KZNB (1490 AM) is a radio station that broadcasts in a Regional Mexican format. Licensed to Petaluma, California, it serves the Santa Rosa area. The station is owned by California Broadcasting Company, LLC.

The station's transmitter building and radio tower were featured in the film American Graffiti. The interior "DJ" scenes, featuring Wolfman Jack, were filmed at KRE in Berkeley, California.

On Tuesday, January 10, 1950, at 6 a.m., 1490 kHz commenced broadcasting as KAFP, which stood for 'Krowing Always For Petaluma,' associating the city with its poultry-processing status. Under the original ownership of Harold Sparks and Forrest Hughes, a.k.a. Petaluma Broadcasters, KAFP broadcast a hodgepodge of local and network/syndicated programs such as Sammy Kaye's music show, UP Radio News, a.o. For most of its life, 1490 signed off around midnight, though it was licensed to broadcast 24 hours daily.

KAFP, now owned by Lloyd Burlingham, became KTOB at 6:45 p.m. on January 10, 1961, eleven years after signing on. The format remained relatively the same, with a mix of news, talk, sports and music shows geared toward the Petaluma community.

During its life, KTOB was fraught with financial problems. On September 30, 1963, KTOB was shut down due to bankruptcy, but was resuscitated two weeks later. At that time, October 13, 1963, a gentleman became closely associated with KTOB's mostly-MOR (middle of the road) programming over the next several years, and eventually became a part-owner: Ron Walters.
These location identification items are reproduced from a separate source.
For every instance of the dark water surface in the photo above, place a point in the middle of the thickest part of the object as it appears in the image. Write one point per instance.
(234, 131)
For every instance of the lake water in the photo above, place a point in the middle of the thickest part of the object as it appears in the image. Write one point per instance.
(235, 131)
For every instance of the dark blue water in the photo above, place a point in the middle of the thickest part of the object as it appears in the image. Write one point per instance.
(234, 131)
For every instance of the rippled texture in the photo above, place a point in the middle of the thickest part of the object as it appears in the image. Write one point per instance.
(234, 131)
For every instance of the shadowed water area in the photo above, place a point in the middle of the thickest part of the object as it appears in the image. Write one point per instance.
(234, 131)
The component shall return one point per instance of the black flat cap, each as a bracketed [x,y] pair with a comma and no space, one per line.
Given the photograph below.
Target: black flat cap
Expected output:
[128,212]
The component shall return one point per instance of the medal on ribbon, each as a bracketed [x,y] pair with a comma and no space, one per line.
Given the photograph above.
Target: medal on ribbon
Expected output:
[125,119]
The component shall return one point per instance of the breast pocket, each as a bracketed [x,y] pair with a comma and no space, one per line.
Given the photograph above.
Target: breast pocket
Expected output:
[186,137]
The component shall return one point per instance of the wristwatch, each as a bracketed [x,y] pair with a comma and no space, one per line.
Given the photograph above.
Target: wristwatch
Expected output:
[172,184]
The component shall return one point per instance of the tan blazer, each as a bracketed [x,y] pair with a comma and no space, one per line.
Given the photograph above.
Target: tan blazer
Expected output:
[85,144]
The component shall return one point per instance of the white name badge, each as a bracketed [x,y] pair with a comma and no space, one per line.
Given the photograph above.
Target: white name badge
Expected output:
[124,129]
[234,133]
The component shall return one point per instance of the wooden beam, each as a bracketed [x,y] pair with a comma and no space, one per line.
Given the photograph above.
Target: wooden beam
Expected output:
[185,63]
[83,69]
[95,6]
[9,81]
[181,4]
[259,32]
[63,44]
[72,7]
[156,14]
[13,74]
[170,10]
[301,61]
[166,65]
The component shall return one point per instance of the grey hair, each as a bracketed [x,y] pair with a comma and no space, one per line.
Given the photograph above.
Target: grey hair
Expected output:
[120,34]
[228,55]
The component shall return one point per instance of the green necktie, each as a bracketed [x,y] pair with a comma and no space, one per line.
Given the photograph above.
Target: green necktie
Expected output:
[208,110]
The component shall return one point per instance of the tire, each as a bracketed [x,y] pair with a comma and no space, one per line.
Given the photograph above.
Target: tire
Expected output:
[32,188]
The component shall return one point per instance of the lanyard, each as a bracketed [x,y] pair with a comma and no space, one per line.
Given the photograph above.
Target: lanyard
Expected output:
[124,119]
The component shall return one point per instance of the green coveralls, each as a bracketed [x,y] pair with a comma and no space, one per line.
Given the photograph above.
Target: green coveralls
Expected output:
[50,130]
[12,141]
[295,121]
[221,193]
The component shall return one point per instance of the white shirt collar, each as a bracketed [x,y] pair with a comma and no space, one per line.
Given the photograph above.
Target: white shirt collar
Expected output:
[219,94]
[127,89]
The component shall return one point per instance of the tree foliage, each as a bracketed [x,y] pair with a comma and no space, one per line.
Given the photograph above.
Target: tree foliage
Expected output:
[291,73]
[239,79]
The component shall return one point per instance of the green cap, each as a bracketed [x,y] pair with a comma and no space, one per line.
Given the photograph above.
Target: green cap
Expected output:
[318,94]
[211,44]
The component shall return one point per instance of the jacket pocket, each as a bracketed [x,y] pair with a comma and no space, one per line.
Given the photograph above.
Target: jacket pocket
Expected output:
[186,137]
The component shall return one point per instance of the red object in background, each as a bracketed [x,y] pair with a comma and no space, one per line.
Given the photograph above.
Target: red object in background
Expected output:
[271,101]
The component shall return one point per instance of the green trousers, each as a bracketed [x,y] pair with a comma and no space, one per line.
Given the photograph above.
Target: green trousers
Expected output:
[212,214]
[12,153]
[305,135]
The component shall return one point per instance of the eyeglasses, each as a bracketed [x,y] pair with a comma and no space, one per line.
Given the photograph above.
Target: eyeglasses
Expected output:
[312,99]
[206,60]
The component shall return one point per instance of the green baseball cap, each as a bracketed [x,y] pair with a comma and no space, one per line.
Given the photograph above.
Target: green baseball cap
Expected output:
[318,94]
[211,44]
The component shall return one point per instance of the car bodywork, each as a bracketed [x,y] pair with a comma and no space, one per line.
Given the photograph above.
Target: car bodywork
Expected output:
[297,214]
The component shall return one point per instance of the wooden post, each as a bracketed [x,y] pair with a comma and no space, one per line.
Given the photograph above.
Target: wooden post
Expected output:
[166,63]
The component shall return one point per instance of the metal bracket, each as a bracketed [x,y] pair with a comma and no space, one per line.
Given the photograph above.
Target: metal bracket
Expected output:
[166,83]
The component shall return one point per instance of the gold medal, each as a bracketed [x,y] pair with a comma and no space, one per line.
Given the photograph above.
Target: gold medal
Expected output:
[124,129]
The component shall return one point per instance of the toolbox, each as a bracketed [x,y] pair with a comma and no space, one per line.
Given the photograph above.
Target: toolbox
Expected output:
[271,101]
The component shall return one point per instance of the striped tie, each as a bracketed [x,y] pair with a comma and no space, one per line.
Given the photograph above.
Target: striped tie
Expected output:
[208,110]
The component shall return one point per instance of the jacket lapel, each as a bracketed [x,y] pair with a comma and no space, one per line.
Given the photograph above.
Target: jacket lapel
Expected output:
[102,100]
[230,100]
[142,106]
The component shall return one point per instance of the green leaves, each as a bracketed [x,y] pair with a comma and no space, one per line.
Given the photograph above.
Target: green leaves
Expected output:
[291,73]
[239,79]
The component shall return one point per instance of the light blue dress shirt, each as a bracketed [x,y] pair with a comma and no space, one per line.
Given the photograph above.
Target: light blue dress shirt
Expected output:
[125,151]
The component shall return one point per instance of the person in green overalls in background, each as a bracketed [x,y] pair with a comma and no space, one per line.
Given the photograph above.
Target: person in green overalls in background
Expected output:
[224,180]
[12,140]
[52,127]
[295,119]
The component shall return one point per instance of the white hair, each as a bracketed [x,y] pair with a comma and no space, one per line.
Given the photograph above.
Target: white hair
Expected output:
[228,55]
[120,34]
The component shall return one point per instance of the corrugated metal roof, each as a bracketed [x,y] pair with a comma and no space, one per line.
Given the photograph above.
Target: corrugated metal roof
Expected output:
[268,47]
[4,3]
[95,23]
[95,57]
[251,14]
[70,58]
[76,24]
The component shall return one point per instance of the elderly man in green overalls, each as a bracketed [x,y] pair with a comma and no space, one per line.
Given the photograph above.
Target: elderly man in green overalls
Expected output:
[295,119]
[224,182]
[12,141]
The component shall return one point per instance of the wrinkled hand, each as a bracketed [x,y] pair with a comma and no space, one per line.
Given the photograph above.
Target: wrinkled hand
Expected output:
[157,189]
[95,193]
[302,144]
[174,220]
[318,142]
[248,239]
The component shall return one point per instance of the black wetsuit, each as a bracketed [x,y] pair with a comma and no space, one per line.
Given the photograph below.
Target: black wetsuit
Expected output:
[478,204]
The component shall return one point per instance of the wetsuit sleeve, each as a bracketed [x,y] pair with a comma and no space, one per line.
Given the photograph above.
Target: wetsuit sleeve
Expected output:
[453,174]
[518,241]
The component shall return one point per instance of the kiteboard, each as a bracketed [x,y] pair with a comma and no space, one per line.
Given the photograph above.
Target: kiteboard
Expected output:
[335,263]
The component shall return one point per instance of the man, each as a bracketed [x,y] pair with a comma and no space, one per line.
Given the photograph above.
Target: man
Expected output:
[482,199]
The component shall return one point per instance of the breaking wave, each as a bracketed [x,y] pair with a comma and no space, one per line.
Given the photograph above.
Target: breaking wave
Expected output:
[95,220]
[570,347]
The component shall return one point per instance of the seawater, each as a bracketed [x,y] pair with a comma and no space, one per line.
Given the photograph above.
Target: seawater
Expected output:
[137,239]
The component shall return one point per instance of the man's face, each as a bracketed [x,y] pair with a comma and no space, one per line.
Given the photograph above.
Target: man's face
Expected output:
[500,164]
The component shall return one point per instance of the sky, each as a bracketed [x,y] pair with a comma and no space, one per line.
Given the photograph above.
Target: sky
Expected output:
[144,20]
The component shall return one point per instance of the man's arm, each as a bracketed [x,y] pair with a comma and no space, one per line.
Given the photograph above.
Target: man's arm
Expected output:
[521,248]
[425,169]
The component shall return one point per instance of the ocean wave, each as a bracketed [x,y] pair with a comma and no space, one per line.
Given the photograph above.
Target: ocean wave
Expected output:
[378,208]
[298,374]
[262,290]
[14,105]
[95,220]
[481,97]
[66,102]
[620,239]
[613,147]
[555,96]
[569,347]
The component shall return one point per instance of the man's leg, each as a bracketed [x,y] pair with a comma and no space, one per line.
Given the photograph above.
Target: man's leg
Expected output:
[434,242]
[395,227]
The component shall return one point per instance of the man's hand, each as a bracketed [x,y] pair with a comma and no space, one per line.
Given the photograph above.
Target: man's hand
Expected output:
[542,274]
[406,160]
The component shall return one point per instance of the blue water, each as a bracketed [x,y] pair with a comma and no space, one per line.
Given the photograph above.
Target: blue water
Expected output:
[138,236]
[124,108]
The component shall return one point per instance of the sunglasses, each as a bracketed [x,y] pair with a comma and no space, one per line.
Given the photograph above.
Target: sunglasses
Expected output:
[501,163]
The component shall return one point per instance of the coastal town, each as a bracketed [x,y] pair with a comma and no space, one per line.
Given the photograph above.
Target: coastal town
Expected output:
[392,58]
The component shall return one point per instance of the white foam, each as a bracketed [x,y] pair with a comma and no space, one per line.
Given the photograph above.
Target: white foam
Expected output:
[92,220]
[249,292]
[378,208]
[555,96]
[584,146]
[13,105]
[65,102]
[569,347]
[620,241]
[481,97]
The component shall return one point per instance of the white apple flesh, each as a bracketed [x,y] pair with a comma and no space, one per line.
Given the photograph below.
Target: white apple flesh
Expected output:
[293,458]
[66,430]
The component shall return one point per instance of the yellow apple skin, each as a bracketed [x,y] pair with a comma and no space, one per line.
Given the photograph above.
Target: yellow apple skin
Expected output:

Local sports broadcasts, church features, and a strong community orientation were hallmarks of KTOB well into the 1980s. Notable air talent in this era included Larry Chiaroni, now a news anchor and reporter for KCBS San Francisco; John Emmett, who later became play-by-play broadcaster for the AAA baseball Richmond Braves; Roger Coryell, longtime San Francisco jazz host and programmer; Ken Korach, who is now the play-by-play announcer for the Oakland Athletics; and Alan Stock, a nationally known radio talk show host at KXNT in Las Vegas.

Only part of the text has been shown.